Kaiserschmarrn is a light, caramelized pancake made from a sweet batter baked or fried in butter. You can vary it with nuts, cherries, plums, apple jam or small pieces of apple, or raisins and chopped almonds.
4 to 6
For the Kaiserschmarrn
• 1 1/2 cups red seedless grapes, washed and dried
• 1 cup crème fraîche
• 5 large eggs, separated
• 1/4 cup + 2 tablespoons confectioners' sugar, sifted
• Pinch of salt
• 3/4 cup all-purpose flour + 1/4 cup cornstarch, sifted together
Beat egg whites to soft peaks; add a pinch of salt and then slowly the confectioners’ sugar. Continue beating until stiff and shiny.
Beat egg yolks and sugar until light yellow. Add crème fraîche and flour and cornstarch mixture, a little at a time to avoid lumps. Mix in zest and vanilla extract.
Fold in egg whites. Let the batter rest for about 20 minutes. (This can be prepared up to 1 day in advance).
Warm up a large frying pan (12 inches in diameter) and melt 2 tablespoons of butter.
Gently stir the batter again, and pour into hot pan. Sprinkle the grapes evenly over the top. Cover the pan and let the pancake cook for 10 minutes over medium heat.
Flip over (you may have to cut it into several portions to flip). I slide carefully to a large platter and then, using large spatulas turn it over to the other side.
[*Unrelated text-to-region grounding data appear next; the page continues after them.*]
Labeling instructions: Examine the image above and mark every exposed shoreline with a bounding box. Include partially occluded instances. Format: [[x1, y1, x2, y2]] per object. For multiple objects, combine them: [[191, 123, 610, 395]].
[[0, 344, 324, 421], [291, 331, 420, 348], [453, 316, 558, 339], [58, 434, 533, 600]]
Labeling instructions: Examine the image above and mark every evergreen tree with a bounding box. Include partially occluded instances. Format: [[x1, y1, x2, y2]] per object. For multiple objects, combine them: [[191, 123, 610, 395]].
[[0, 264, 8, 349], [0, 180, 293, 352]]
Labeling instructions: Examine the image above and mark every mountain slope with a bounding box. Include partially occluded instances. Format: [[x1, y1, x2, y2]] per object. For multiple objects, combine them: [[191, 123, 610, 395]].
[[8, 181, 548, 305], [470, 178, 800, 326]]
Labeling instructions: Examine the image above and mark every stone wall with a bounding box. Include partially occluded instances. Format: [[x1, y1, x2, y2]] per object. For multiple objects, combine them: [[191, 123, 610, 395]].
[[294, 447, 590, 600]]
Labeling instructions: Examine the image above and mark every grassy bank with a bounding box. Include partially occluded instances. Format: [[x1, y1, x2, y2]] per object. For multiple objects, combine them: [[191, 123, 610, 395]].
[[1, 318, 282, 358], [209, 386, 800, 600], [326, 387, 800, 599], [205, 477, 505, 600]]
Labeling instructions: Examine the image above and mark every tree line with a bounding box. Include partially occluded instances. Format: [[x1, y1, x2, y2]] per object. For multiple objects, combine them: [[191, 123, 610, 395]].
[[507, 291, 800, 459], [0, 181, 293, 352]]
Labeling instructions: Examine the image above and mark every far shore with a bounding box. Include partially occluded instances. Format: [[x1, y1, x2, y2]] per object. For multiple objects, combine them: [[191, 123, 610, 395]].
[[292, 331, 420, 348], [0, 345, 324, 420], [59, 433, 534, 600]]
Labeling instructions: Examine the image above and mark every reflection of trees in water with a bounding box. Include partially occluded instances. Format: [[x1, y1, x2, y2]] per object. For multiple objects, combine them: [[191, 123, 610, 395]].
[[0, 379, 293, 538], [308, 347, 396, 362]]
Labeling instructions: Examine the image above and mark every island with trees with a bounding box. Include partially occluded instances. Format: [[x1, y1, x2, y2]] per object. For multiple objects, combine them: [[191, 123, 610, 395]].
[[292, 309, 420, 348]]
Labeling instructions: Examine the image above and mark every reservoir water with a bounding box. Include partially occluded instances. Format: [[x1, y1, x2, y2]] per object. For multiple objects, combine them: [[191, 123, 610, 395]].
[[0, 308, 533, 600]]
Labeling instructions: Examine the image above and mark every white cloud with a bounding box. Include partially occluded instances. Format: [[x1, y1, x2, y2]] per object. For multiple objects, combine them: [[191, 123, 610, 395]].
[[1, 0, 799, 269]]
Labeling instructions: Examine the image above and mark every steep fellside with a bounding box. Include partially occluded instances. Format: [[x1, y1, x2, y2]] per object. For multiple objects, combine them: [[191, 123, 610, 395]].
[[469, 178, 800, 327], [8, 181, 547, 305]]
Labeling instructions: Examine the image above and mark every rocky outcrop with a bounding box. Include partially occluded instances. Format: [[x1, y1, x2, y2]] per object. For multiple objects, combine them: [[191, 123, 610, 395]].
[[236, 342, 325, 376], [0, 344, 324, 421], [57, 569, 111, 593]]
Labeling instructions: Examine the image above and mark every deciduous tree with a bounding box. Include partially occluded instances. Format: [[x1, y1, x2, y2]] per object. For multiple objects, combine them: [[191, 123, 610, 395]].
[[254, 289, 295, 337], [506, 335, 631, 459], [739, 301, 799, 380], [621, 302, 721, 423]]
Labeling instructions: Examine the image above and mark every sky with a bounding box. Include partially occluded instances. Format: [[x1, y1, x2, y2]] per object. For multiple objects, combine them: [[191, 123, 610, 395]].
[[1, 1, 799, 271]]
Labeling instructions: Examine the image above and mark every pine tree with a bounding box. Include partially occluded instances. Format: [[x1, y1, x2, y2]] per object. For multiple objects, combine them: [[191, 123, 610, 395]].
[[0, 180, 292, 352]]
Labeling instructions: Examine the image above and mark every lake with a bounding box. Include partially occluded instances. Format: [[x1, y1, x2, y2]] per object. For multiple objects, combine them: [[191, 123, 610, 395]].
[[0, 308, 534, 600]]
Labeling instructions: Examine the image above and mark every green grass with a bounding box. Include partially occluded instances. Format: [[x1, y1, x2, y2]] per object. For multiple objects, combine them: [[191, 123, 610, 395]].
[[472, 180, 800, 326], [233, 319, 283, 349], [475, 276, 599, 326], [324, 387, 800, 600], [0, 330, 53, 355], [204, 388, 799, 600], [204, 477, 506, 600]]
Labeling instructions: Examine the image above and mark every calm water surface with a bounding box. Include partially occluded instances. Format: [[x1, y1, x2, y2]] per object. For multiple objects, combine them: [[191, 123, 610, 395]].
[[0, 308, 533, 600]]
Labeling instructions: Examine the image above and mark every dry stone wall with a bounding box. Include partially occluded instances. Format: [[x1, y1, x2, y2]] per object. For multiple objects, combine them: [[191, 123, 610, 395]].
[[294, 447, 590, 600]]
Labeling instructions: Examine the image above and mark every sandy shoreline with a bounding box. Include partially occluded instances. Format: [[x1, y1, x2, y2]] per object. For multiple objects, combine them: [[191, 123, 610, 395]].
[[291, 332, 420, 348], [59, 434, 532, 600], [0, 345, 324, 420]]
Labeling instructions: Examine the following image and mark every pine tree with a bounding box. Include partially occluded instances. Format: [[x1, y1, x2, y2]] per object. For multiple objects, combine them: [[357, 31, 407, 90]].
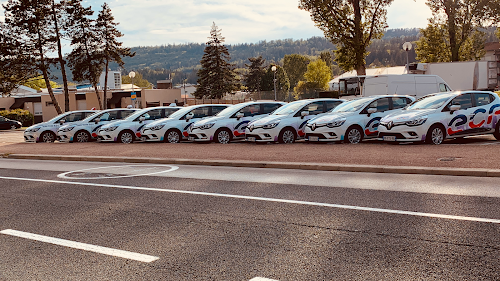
[[96, 3, 134, 109], [3, 0, 63, 114], [0, 22, 37, 96], [244, 56, 266, 94], [66, 0, 104, 109], [194, 22, 238, 99]]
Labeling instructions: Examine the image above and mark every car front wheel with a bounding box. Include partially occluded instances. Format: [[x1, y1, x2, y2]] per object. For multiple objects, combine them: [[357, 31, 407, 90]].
[[426, 125, 445, 145], [40, 131, 56, 143], [494, 121, 500, 140], [165, 129, 181, 143], [344, 126, 363, 144], [278, 128, 296, 144], [215, 128, 232, 144], [75, 130, 90, 143], [118, 131, 134, 144]]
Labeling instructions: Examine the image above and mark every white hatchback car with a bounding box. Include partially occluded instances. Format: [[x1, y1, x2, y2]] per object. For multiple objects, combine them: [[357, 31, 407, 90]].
[[141, 104, 230, 143], [24, 110, 96, 143], [245, 98, 344, 143], [304, 95, 415, 144], [97, 106, 181, 143], [378, 91, 500, 144], [57, 108, 138, 142], [188, 101, 285, 144]]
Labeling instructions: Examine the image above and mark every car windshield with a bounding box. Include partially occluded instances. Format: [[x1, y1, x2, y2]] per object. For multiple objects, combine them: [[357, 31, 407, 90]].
[[47, 112, 72, 123], [406, 94, 454, 110], [167, 107, 194, 119], [272, 100, 309, 115], [215, 104, 245, 117], [124, 108, 157, 121], [332, 98, 372, 113], [82, 111, 102, 122]]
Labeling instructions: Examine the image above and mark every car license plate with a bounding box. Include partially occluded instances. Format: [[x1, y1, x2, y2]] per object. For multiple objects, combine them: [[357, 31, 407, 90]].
[[383, 136, 396, 141], [309, 136, 319, 142], [188, 137, 195, 141], [247, 137, 256, 142]]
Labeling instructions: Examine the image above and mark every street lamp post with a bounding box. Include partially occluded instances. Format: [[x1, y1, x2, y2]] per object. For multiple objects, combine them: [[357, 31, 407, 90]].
[[403, 42, 412, 74], [271, 65, 277, 101], [128, 71, 136, 108]]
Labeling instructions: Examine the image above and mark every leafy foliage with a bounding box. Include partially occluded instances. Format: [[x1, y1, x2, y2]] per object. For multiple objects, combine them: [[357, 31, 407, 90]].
[[243, 56, 266, 93], [304, 59, 331, 90], [283, 54, 310, 89], [260, 65, 290, 100], [424, 0, 500, 61], [121, 72, 152, 88], [194, 23, 238, 99], [23, 76, 59, 91], [299, 0, 394, 75]]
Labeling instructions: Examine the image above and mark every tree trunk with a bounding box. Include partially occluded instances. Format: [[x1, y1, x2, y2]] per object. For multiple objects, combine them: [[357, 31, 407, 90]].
[[352, 0, 366, 76], [36, 26, 62, 114], [52, 0, 70, 112], [93, 83, 102, 110], [103, 59, 109, 109], [445, 0, 459, 61]]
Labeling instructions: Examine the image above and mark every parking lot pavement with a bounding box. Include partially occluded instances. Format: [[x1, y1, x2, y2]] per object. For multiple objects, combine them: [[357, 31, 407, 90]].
[[1, 130, 499, 170]]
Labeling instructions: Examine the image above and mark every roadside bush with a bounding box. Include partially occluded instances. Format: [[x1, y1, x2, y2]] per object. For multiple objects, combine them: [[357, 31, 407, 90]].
[[0, 109, 34, 127]]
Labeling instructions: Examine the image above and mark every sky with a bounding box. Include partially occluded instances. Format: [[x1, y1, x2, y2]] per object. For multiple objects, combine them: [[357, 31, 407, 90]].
[[0, 0, 432, 47]]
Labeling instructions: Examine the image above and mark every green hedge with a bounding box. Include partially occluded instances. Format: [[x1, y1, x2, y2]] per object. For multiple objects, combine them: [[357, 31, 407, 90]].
[[0, 109, 34, 127]]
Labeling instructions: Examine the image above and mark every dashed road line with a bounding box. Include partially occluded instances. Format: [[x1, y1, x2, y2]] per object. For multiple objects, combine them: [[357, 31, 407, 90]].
[[1, 175, 500, 224], [0, 229, 159, 263]]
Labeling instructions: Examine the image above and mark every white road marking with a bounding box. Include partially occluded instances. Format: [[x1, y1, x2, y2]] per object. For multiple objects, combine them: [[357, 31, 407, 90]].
[[0, 229, 159, 263], [57, 164, 178, 179], [1, 175, 500, 224], [249, 278, 279, 281]]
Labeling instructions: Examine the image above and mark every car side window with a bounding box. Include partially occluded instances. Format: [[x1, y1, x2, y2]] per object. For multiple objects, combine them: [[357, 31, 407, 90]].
[[238, 104, 261, 117], [121, 110, 136, 119], [325, 101, 342, 112], [366, 98, 390, 112], [146, 109, 163, 120], [263, 103, 282, 114], [305, 101, 324, 115], [97, 112, 110, 121], [164, 108, 180, 117], [189, 107, 210, 118], [445, 94, 473, 111], [392, 97, 409, 110], [211, 106, 227, 116], [474, 93, 493, 107], [64, 113, 83, 122]]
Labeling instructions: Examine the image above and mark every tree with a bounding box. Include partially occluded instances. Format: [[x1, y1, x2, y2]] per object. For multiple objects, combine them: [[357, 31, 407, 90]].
[[424, 0, 500, 62], [96, 3, 135, 109], [66, 0, 104, 109], [283, 54, 310, 89], [304, 59, 332, 90], [3, 0, 63, 114], [261, 65, 290, 101], [194, 22, 238, 99], [244, 56, 266, 93], [299, 0, 394, 75], [50, 0, 71, 112], [23, 76, 59, 91], [0, 22, 37, 96], [416, 19, 486, 62], [121, 72, 152, 88]]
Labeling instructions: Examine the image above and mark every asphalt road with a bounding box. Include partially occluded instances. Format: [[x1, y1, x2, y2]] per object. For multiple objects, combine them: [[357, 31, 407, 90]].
[[1, 159, 500, 280]]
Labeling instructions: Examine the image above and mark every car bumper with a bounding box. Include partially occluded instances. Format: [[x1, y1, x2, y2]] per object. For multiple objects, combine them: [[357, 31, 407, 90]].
[[141, 128, 165, 142], [245, 127, 280, 142], [57, 133, 74, 143], [304, 126, 343, 142], [23, 132, 38, 143], [378, 126, 427, 142], [97, 130, 118, 142], [189, 128, 216, 141]]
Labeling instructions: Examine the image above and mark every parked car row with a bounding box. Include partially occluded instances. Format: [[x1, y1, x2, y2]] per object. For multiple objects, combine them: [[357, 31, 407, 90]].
[[23, 91, 500, 145]]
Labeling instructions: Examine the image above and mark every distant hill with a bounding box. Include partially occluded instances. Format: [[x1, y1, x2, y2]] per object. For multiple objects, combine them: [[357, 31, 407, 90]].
[[49, 27, 497, 86]]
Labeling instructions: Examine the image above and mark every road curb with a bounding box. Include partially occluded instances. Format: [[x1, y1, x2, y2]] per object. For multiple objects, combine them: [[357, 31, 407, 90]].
[[6, 153, 500, 177]]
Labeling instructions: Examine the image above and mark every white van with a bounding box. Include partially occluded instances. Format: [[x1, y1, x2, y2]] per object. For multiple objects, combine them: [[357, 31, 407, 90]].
[[362, 74, 452, 98]]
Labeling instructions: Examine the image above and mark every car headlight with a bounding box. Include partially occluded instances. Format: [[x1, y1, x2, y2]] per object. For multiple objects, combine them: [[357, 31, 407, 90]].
[[59, 126, 75, 132], [148, 124, 165, 131], [326, 118, 346, 128], [406, 116, 427, 126], [262, 121, 280, 129], [197, 122, 215, 130], [104, 125, 119, 132], [29, 127, 41, 132]]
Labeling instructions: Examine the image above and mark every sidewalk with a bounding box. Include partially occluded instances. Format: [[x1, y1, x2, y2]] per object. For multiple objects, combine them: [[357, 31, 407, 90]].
[[1, 130, 500, 177]]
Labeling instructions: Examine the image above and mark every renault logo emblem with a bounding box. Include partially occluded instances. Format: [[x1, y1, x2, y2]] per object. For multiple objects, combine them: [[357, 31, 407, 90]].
[[311, 123, 316, 131], [386, 121, 393, 130]]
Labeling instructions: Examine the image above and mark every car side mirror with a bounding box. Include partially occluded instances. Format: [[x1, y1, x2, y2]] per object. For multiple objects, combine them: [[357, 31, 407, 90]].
[[236, 112, 244, 120], [300, 111, 309, 119], [59, 119, 65, 124], [139, 116, 145, 123], [94, 118, 100, 124], [450, 104, 460, 113], [186, 113, 194, 122]]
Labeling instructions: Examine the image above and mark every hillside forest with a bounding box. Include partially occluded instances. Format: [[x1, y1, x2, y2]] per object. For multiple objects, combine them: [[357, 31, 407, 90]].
[[51, 27, 499, 86]]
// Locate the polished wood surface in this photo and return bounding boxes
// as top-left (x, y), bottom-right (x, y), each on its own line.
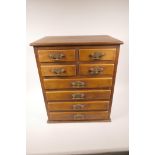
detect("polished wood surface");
top-left (79, 64), bottom-right (114, 76)
top-left (45, 90), bottom-right (111, 101)
top-left (43, 78), bottom-right (113, 89)
top-left (48, 101), bottom-right (109, 111)
top-left (41, 65), bottom-right (76, 77)
top-left (31, 35), bottom-right (123, 122)
top-left (49, 111), bottom-right (109, 121)
top-left (79, 48), bottom-right (116, 61)
top-left (38, 49), bottom-right (76, 62)
top-left (30, 35), bottom-right (123, 46)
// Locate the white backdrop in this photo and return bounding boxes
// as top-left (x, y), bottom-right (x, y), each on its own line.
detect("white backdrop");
top-left (26, 0), bottom-right (128, 154)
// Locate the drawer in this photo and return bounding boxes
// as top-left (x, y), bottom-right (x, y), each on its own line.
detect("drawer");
top-left (41, 65), bottom-right (76, 77)
top-left (43, 78), bottom-right (113, 89)
top-left (79, 64), bottom-right (114, 76)
top-left (49, 111), bottom-right (109, 121)
top-left (38, 49), bottom-right (76, 62)
top-left (46, 90), bottom-right (111, 101)
top-left (48, 101), bottom-right (110, 111)
top-left (79, 48), bottom-right (116, 61)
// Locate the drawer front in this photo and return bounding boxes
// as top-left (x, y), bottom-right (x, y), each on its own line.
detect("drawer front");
top-left (79, 48), bottom-right (116, 61)
top-left (43, 78), bottom-right (113, 89)
top-left (49, 111), bottom-right (109, 121)
top-left (48, 101), bottom-right (109, 111)
top-left (79, 64), bottom-right (114, 76)
top-left (38, 49), bottom-right (75, 62)
top-left (46, 90), bottom-right (111, 101)
top-left (41, 65), bottom-right (76, 77)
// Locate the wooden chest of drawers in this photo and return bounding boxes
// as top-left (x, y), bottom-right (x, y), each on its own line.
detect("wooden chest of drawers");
top-left (30, 35), bottom-right (123, 122)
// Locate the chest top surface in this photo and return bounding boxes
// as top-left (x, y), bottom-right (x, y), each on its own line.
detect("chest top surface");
top-left (30, 35), bottom-right (123, 47)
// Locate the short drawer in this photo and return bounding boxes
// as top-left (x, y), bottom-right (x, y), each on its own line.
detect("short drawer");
top-left (48, 101), bottom-right (110, 111)
top-left (49, 111), bottom-right (110, 121)
top-left (43, 78), bottom-right (113, 89)
top-left (79, 48), bottom-right (116, 61)
top-left (38, 49), bottom-right (75, 62)
top-left (45, 90), bottom-right (111, 101)
top-left (79, 64), bottom-right (114, 76)
top-left (41, 65), bottom-right (76, 77)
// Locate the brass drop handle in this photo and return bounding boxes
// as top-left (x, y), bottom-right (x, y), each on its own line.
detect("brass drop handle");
top-left (49, 53), bottom-right (65, 60)
top-left (73, 104), bottom-right (85, 110)
top-left (73, 114), bottom-right (85, 120)
top-left (89, 67), bottom-right (104, 75)
top-left (89, 52), bottom-right (104, 60)
top-left (72, 93), bottom-right (85, 100)
top-left (52, 68), bottom-right (66, 75)
top-left (71, 81), bottom-right (86, 88)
Add the remaining melted tablespoon of butter and continue to cook. When it is browned, it is ready to serve.
Sprinkle with confectioners' sugar and serve hot with the cool grape and crème fraîche salad.
To make the salad: In a mixing bowl whisk first five ingredients; add the grapes and turn to coat and serve with the hot Kaiserschmarrn.